Akulah perempuan muda itu. Kartini namaku. Kebahagiaanku tak lama, tiga hari setelah melahirkan putraku, tak kuasa aku menahan takdirku. Aku tutup usia, 25 tahun ketika itu, di Rembang, 17 September 1904.

Hanya tulisan-tulisanku wasiatku kepadamu. Bacalah. Apakah disana kau temui keputusasaan itu yang membunuhku? Bacalah. Apakah ketenaran dan popularitas pribadi mengejar ambisi jadi keinginanku? Bacalah. Apakah aku hanya memikirkan diriku sendiri? Bacalah. Bukan tentang gelap kemudian muncul terang semata, tapi tentang harapan yang tak pernah hilang.

***

Ini puputan. Perang habis-habisan. Di ladang jagung Desa Marga, Tabanan, Bali, aku dan seluruh prajuritku tak hendak menyerah. Sudah digariskan Sang Hyang Widi Wasa, kami harus menyiram tanah air kami dengan darah muda kami, daripada menyerah kepada penjajah. Terhina jika benar bertekuk lutut.

Itu hari, 20 November 1946. Terkepung kami. Habis-habisan kami lakukan perlawanan. Apakah bisa kau bayangkan? Dalam pikiran kami hanya merdeka, seiring wajah anak, istri, orangtua yang segera kami tinggalkan dan tak bertemu lagi.

Aku, I Gusti Ngurah Rai. Komandan Ciung Wanara. Pelaksana pertempuran habis-habisan itu, puputan. Hingga peluru menyudahiku diusia 29 tahunku.

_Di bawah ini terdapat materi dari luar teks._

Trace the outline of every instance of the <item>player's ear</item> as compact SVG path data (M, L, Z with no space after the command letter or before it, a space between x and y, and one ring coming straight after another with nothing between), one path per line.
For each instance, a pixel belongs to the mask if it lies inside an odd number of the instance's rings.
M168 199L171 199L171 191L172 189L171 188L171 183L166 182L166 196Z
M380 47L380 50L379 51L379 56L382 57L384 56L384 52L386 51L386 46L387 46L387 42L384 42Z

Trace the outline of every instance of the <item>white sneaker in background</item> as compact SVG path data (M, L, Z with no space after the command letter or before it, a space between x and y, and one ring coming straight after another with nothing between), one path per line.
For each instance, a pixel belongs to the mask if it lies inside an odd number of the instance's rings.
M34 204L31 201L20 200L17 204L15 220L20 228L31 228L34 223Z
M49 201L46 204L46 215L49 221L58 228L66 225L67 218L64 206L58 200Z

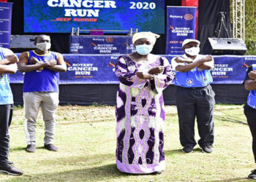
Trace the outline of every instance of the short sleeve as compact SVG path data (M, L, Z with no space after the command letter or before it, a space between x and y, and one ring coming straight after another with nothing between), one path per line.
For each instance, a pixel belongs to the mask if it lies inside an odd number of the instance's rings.
M248 68L247 71L246 71L246 76L245 76L245 79L244 79L244 81L243 84L244 84L244 82L245 82L246 80L247 80L247 79L251 79L249 77L249 75L248 75L248 74L249 74L251 71L252 71L252 66L250 66Z
M13 52L7 48L4 48L4 54L5 56L14 55Z

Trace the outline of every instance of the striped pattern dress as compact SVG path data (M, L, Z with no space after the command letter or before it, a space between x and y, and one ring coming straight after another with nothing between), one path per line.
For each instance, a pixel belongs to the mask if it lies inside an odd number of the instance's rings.
M165 66L154 80L140 79L138 71ZM116 165L124 173L145 174L165 168L164 147L165 106L162 90L173 80L168 60L135 62L120 56L116 66L120 84L116 98Z

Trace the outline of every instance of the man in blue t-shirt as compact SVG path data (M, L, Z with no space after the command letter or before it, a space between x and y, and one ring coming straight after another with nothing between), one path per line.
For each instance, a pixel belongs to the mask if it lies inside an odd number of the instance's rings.
M248 68L244 84L244 88L249 91L244 112L252 136L252 152L256 163L256 64ZM252 171L248 178L256 180L256 169Z
M189 153L197 144L195 141L195 119L197 117L200 139L198 144L203 152L212 152L214 143L214 92L210 83L210 70L214 68L211 55L199 55L200 41L186 39L182 44L185 54L171 60L176 71L177 106L180 141L182 151Z
M0 47L0 173L14 175L23 173L8 160L9 127L12 122L13 105L8 74L16 73L18 60L18 57L10 50Z
M55 113L59 105L59 73L67 71L61 54L50 51L50 39L46 35L36 37L35 50L23 52L18 69L25 72L23 100L25 131L28 152L36 151L36 124L41 107L45 122L45 148L58 151L53 144L55 131Z

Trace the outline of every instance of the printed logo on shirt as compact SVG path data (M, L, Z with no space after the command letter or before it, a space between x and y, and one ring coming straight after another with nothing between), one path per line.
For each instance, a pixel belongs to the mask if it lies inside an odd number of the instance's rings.
M203 82L206 82L207 81L207 77L203 77Z
M42 71L43 70L43 67L39 68L38 70L37 70L37 72L42 72Z
M189 78L189 79L187 79L186 80L186 82L187 82L187 85L192 85L193 82L194 82L194 80L192 79Z

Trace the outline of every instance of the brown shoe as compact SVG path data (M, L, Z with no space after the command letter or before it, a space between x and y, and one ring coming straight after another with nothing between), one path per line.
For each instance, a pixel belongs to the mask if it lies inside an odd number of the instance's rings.
M54 146L52 143L49 143L47 145L45 144L45 148L48 149L49 151L59 151L58 147L56 147L56 146Z
M35 152L37 151L36 146L33 144L28 145L26 148L26 151L27 152Z

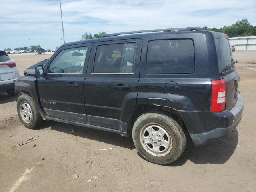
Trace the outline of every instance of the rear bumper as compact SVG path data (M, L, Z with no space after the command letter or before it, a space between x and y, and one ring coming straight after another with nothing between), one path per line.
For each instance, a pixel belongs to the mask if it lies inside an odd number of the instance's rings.
M14 83L8 83L4 85L0 85L0 92L6 91L14 88L15 84Z
M195 145L204 145L210 139L225 136L232 132L240 122L243 108L243 98L238 94L236 103L230 111L192 112L183 114L190 118L190 122L187 118L184 121Z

Mengapa kini kalian lupakan puputan itu? Saat kalian habis-habisan saling berebut kekuasaan dengan segala cara. Ketika kalian justru habis-habisan memusuhi saudara senegerimu sendiri dengan tiada malunya. Mengumbar kebencian, kedengkian melalui lidahmu, melalui jempolmu, untuk itu kalian bisa sampai habis-habisan. Jangan kalian nodai makna sakral puputan itu?

***

Akulah penerbang muda itu. Langit temanku. Cakrawala panjiku. Angkasa raya negeri ini nafas hidupku. Cintanya aku pada tanah airku, dari ketinggian selalu damai nampaknya selalu.

Hingga itu hari, dalam tugas mengambil obat-obatan yang dibutuhkan dalam perjuangan, pesawat Dakota VT-CLA ku, sudah di atas Yogyakarta. Tiba-tiba dua pesawat Kittyhawk Belanda menembaki. Pesawatku dan delapan awakku dihajar rentetan tembakan tanpa perlawanan. Pesawat pembawa obat-obatan itu oleng kemudian melesak jatuh.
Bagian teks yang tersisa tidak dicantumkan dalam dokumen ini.